3. Ho amato le persone che ho incontrato e ho cercato di non lasciare nessuno esterno al mio amore, amando negli altri quel Cristo che è il loro presente. Mi rendo conto che non mi è stato facile dare equilibrio a questo amore, ma se ho sbagliato per eccesso o per difetto è stato per cercare un amore ancora più vero che talvolta, forse, ha allontanato anziché accogliere, altre ha accolto senza stimolare un cammino.
Queste due certezze e questi tre punti di riflessione, non hanno tolto le debolezze dalla mia vita e di questo vorrei chiedere con forza e umiltà perdono al Signore e a coloro che ho, in vario modo, offeso o ai quali non ho reso visibile la presenza del Signore.
In particolare, anche non volendo, a volte non riesco ad avere quella bontà e carità che dovrebbe essere la forza di ogni uomo che ha scelto Cristo come modello. Guardando la mia vita vedo come troppo spesso penso da uomo, amo da uomo e non “come Dio”, troppo leggo le vicende delle persone che incontro con gli occhi solo umani e non “come Dio” e di conseguenza troppo mi fermo a giudicare e non sempre supero il giudizio con quel “per tutti” con cui Cristo ha dato la sua vita. Perdonate le mie debolezze e pregate che anche il Signore le perdoni.
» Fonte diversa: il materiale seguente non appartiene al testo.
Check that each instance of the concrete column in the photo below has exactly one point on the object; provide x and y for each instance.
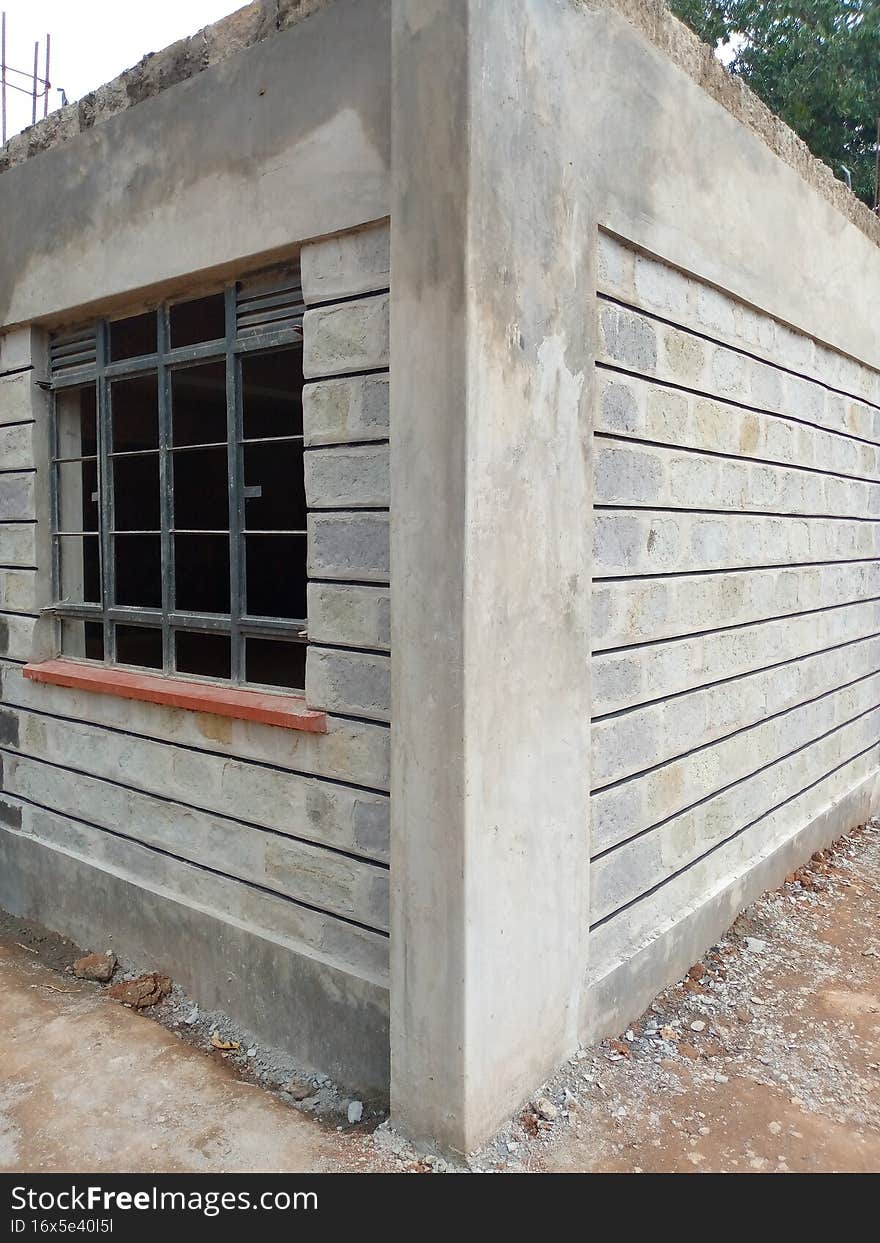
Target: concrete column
(492, 279)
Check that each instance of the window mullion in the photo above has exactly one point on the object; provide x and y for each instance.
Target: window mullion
(234, 469)
(165, 490)
(106, 523)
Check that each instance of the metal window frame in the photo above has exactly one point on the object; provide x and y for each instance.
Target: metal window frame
(242, 336)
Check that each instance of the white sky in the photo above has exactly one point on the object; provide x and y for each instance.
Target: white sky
(93, 41)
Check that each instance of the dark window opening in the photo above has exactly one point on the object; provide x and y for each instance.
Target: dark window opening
(80, 569)
(77, 423)
(271, 394)
(275, 496)
(200, 490)
(133, 337)
(178, 491)
(199, 320)
(199, 404)
(136, 414)
(78, 491)
(136, 492)
(138, 571)
(82, 639)
(275, 663)
(138, 645)
(275, 572)
(204, 653)
(201, 573)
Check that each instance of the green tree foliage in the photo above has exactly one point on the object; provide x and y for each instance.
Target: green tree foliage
(815, 64)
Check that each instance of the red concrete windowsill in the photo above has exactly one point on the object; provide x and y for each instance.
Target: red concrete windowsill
(287, 711)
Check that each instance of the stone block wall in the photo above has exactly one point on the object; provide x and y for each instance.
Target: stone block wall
(736, 602)
(274, 839)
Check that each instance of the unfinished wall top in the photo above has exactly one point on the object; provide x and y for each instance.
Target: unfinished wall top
(689, 52)
(158, 71)
(261, 19)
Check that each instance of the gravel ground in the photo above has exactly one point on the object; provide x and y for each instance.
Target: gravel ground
(766, 1057)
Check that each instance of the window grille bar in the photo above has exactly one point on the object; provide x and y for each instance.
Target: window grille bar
(106, 521)
(165, 491)
(234, 420)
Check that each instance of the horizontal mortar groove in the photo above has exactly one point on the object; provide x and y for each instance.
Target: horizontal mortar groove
(189, 747)
(730, 569)
(726, 513)
(348, 582)
(195, 807)
(354, 651)
(348, 297)
(730, 838)
(738, 349)
(190, 863)
(733, 733)
(740, 625)
(346, 376)
(346, 444)
(623, 438)
(615, 368)
(615, 714)
(730, 786)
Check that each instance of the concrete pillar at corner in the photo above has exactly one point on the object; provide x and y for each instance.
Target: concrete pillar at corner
(492, 276)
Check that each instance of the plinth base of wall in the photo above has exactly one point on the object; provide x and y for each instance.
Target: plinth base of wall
(326, 1018)
(615, 999)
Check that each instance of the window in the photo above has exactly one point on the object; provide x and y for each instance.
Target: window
(178, 492)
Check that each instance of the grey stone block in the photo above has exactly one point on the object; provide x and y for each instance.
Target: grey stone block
(348, 547)
(349, 681)
(16, 497)
(347, 477)
(351, 337)
(349, 617)
(353, 262)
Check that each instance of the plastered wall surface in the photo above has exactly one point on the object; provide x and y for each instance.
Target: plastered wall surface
(625, 480)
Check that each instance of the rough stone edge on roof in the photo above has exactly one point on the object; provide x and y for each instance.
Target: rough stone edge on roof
(158, 71)
(687, 51)
(264, 18)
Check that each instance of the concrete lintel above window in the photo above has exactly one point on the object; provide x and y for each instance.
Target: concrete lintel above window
(287, 711)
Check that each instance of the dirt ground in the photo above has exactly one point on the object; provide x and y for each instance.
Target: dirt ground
(765, 1058)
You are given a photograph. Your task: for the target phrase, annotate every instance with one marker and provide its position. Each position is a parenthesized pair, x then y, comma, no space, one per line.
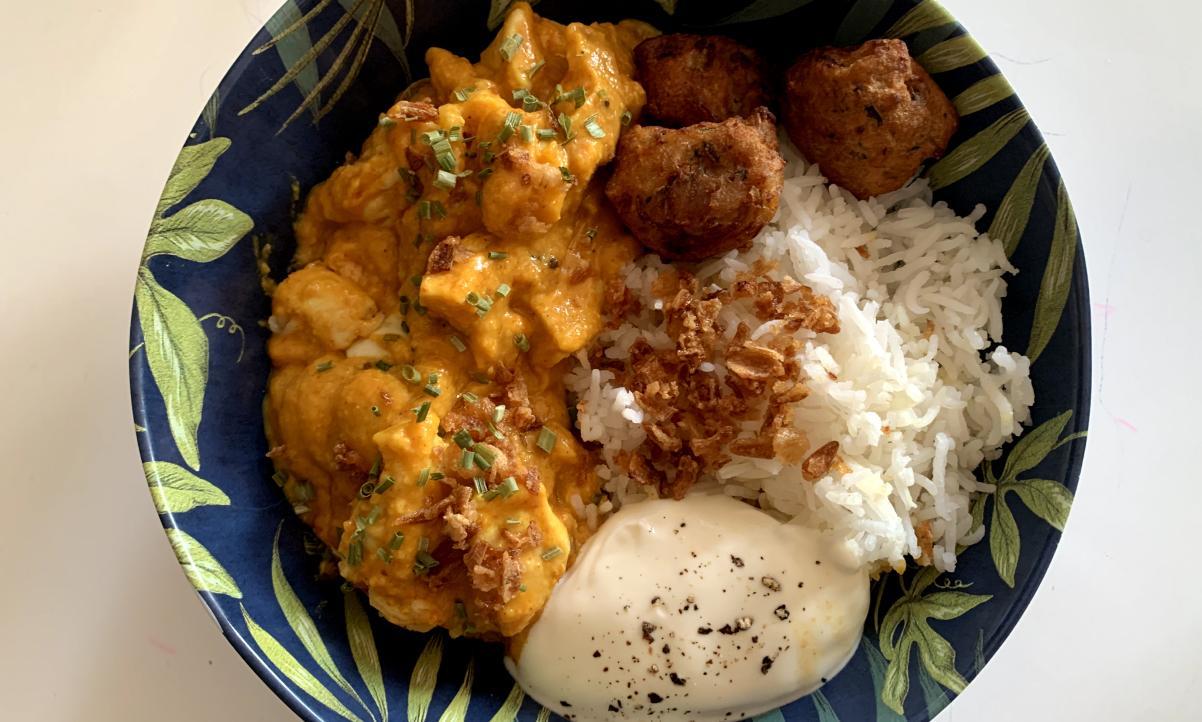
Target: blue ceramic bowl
(283,119)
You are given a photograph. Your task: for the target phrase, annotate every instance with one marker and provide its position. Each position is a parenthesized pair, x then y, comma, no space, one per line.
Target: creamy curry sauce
(372,352)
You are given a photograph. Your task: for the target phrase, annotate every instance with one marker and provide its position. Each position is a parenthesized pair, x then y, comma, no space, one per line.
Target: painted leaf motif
(293,46)
(177,490)
(424,678)
(951,54)
(822,706)
(876,667)
(457,711)
(200,232)
(762,10)
(936,656)
(897,679)
(204,572)
(974,153)
(1057,276)
(512,705)
(950,604)
(1015,210)
(178,353)
(860,21)
(982,94)
(363,649)
(302,622)
(498,10)
(1004,539)
(1046,499)
(1033,446)
(923,41)
(924,16)
(192,165)
(932,693)
(293,670)
(385,27)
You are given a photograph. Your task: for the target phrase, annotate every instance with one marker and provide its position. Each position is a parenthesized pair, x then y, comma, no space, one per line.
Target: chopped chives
(445,180)
(566,124)
(593,127)
(511,123)
(422,411)
(546,440)
(510,46)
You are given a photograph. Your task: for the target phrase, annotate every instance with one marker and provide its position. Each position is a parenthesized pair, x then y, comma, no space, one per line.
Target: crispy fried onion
(694,417)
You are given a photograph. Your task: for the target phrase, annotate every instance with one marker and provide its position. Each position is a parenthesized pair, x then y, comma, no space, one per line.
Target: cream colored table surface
(96,621)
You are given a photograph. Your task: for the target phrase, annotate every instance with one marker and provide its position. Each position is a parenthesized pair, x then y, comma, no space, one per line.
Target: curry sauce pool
(416,407)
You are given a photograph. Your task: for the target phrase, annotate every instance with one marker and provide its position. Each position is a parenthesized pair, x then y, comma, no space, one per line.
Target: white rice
(914,413)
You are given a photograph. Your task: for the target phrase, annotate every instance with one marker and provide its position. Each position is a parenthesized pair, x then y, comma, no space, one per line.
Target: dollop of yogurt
(702,609)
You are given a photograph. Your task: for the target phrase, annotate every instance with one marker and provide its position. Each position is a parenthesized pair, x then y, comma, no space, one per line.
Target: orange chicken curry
(416,409)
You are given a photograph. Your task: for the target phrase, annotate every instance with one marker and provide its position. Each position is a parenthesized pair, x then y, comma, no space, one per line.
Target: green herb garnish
(546,440)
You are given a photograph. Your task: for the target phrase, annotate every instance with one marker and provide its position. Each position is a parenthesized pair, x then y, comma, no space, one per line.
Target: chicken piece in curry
(416,410)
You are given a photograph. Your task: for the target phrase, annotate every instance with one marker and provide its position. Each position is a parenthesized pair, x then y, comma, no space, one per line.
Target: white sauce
(697,609)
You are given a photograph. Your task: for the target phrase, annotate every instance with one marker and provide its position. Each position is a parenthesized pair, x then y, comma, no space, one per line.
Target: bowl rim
(1078,293)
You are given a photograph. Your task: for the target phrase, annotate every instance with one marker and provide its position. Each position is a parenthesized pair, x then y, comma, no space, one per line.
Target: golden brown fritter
(700,78)
(868,115)
(698,191)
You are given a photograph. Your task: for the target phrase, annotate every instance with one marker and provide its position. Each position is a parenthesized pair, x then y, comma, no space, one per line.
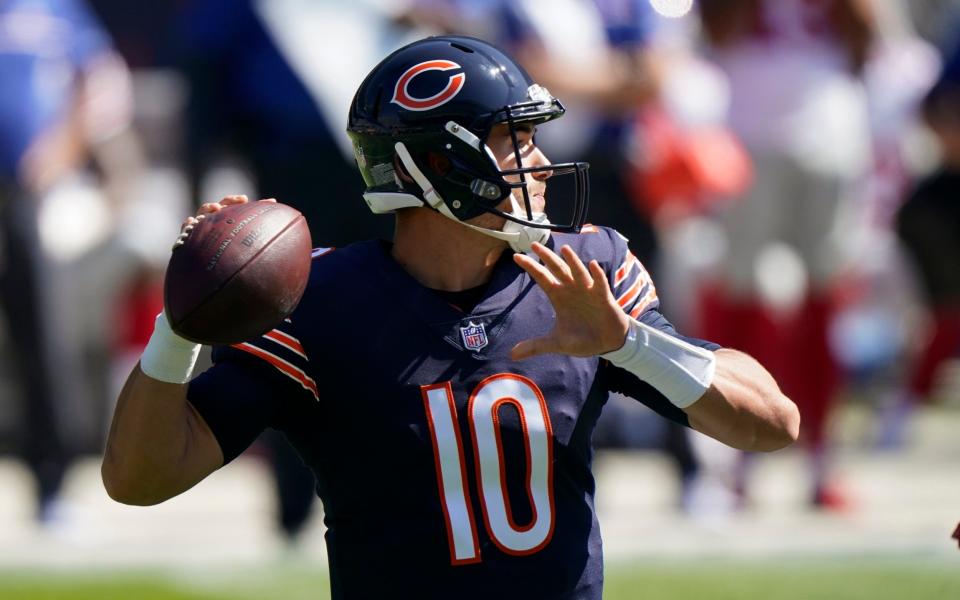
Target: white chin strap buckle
(523,236)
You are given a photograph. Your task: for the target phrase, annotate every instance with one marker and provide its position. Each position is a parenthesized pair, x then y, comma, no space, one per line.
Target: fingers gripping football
(588,319)
(209,208)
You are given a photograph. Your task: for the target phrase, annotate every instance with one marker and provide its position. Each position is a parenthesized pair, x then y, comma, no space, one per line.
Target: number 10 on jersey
(483,415)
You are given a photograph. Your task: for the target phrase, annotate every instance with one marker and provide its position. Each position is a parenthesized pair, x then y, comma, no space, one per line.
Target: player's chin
(488,221)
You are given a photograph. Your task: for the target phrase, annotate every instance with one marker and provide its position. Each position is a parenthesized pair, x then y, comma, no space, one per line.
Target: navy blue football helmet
(440,97)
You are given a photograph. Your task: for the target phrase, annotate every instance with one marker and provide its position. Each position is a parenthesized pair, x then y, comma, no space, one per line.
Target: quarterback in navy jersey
(444,387)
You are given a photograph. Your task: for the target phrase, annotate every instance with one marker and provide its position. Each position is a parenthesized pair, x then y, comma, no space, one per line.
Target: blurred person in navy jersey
(799,108)
(929,226)
(269,80)
(65,100)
Ai miei fratelli: abbiate cura che niente vi separi, che la nostra famiglia abbia quella forza di unità e serenità che voi sperate dai vostri figli, per questo superate le eventuali tensioni con la forza di quell’amore fraterno che ci ha sempre legati e in tutto confidate nella certezza che il Signore ci accompagna. E, seguendo l’invito di San Paolo, gareggiate nello stimarvi a vicenda.
Accanto ai miei fratelli un grazie alla mia contrada, la fede incontra tra le poche case del Corso e del Martin è stata per me forza e continuo incoraggiamento.
Grazie alla parrocchia di Lugo per aver accolto i miei primi passi verso il sacerdozio e avermi accompagnato con la preghiera.

Ai miei nipoti: grazie per la fiducia e la stima che mi avete sempre donato, grazie per i sorrisi e la voglia di crescere che ho visto sui vostri volti, grazie per la strada che avete percorso con me, tirate sempre fuori la grinta che aiuta il cammino, ma non dimenticate mai di guardare tutti con amore.

Alle persone che mi sono state vicine, prima e durante la malattia: grazie perché mi avete insegnato la grandezza dell’amore di Dio che si fa presente nella nostra capacità di amare e mi avete provocato a dare concretezza all’amore del Signore. Voi avete conosciuto anche le mie debolezze e fatiche, perdonate le mie fragilità.

Alle parrocchie che ho servito Golosine e San Giovanni Lupatoto, all’ Azione Cattolica, al CDV, al’IDSC, alla CEI e all’ADOA: con voi ho lavorato perché tutti sentano la presenza di Dio, con tutti voi sono cresciuto e ho lavorato. Grazie della vostra testimonianza e perdonate la mia povertà e le mie scelte sbagliate e continuate a crescere nel servizio della Chiesa tutta.
Un ricordo particolare a S.Em. Il Card. Giuseppe Betori, è stata una gioia lavorare con lui, a lui davvero il mio grazie.

Alla parrocchia di Villafranca: sono arrivato ricco di entusiasmo e di voglia di lavorare con voi, dopo anni dedicati ad altro, la malattia ha un po’ frenato tutto, ma ho provato a dare tutto ciò che la salute mi permetteva. Un grazie grande per la preghiera con la quale mi avete seguito, l’ho sentita come forza e invito a fidarmi del Signore. Chiedo scusa per le mie fragilità, ringrazio tutti coloro che hanno condiviso la gioia di lavorare assieme.

Tante singole persone vorrei ringraziare, sono state la bellezza della mia vita, con loro ho scambiato ricerca e voglia di crescere, mi hanno aiutato ad essere uomo e prete.
A tutti la speranza di rivederci un giorno, accompagnati da Maria, nel regno che il Signore ha preparato per noi con il Suo grande amore.